Zwar ist es interessant, davon zu lesen, dass
Robespierre keineswegs
ein Robin Hood seiner Zeit war, und Henker auch menschliche
Züge hatten, doch ist es eher mühsam, die ganze
durchaus nicht unbekannte Vorgeschichte zu lesen, um dann dem
grundsätzlichen Thema zu begegnen. Ludwig XVI. hatte das Pech,
König zu sein, und wurde somit der Guillotine
zugeführt. Seine Frau, die auch Österreichern wohl
nicht unbekannte Marie Antoinette wiederum hatte nur wenig
später das Pech, mit diesem Mann verehelicht zu sein, sodass
sie ihrem Todesurteil nichts entgegensetzen konnte. Ansonsten brachten
Menschen andere Menschen ohne Maß und Ziel um. Es reichte
schon, zu glauben, dass diese "anderen" nicht die eigenen Standpunkte
vertreten würden, welche wiederum schon übermorgen
ebenso Grund sein könnten, um selbst guillotiniert zu werden.

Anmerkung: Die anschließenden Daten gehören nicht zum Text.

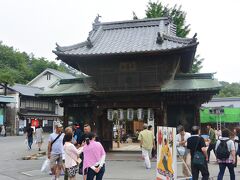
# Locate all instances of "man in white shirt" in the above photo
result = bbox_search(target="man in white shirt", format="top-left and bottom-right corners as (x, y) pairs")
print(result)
(48, 122), (64, 180)
(215, 129), (236, 180)
(176, 125), (191, 177)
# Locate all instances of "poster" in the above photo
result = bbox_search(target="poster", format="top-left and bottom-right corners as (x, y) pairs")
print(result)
(156, 126), (177, 180)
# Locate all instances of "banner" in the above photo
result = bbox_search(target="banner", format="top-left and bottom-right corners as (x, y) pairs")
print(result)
(156, 126), (177, 180)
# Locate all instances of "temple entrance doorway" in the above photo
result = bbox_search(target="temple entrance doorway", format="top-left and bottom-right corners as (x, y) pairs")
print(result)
(106, 108), (154, 152)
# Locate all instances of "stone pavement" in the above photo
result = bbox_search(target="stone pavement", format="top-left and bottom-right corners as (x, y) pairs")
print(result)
(1, 135), (240, 180)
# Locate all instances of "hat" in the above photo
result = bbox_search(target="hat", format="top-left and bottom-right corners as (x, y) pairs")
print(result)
(56, 122), (63, 128)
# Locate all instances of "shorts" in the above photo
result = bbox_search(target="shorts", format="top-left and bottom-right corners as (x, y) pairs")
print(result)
(50, 154), (63, 168)
(67, 165), (78, 177)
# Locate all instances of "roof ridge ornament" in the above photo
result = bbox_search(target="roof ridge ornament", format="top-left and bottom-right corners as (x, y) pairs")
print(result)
(86, 37), (93, 48)
(190, 33), (197, 43)
(156, 32), (164, 44)
(94, 14), (101, 24)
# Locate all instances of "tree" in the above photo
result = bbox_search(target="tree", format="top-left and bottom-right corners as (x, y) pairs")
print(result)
(217, 82), (240, 97)
(0, 42), (72, 86)
(190, 54), (204, 73)
(144, 1), (203, 72)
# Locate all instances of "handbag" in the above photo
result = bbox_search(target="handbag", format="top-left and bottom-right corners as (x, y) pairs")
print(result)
(177, 146), (186, 156)
(41, 159), (50, 172)
(192, 137), (205, 165)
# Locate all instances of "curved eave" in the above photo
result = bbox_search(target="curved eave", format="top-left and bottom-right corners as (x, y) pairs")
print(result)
(161, 87), (222, 93)
(53, 42), (198, 59)
(36, 91), (92, 97)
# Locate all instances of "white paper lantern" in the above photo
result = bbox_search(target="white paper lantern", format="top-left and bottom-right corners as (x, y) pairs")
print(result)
(117, 109), (124, 120)
(127, 108), (134, 121)
(107, 109), (114, 121)
(147, 108), (154, 121)
(137, 108), (144, 120)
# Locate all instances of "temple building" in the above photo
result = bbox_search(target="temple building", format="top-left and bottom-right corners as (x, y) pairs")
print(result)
(40, 17), (221, 151)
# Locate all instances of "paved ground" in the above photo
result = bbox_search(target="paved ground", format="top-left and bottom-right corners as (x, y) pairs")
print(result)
(0, 135), (240, 180)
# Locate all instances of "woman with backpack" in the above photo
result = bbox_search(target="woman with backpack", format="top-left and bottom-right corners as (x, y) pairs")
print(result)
(215, 129), (236, 180)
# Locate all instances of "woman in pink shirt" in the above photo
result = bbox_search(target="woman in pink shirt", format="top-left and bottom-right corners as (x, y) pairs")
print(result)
(83, 132), (106, 180)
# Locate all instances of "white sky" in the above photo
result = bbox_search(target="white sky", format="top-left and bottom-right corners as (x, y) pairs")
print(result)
(0, 0), (239, 82)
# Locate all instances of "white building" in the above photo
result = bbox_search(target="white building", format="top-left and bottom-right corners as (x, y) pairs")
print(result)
(27, 68), (76, 116)
(202, 97), (240, 108)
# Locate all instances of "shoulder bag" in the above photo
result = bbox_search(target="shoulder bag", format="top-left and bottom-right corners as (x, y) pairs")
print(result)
(50, 133), (62, 151)
(192, 136), (206, 165)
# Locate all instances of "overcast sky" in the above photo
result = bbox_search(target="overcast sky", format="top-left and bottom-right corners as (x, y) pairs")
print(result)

Zweifellos das "Prunkstück" des Buches ist die Darstellung der
Todesstrafe in Österreich. Hierbei wird auf den Scharfrichter
und also Henker Josef Lang eingegangen, der sozusagen einer "Dynastie"
von Henkern entstammte, und folglich - so makaber dies klingt - sein
Handwerk professionell auszuüben bemüht war. Noch im
Jahre 1960 gab es in Österreich eine Debatte über die
Todesstrafe, die einige Politiker gerne wieder sehen würden,
und welche nach 46 verhängten Todesurteilen in den Jahren 1945
bis 1950 nicht mehr zu ihrem "Recht" kam.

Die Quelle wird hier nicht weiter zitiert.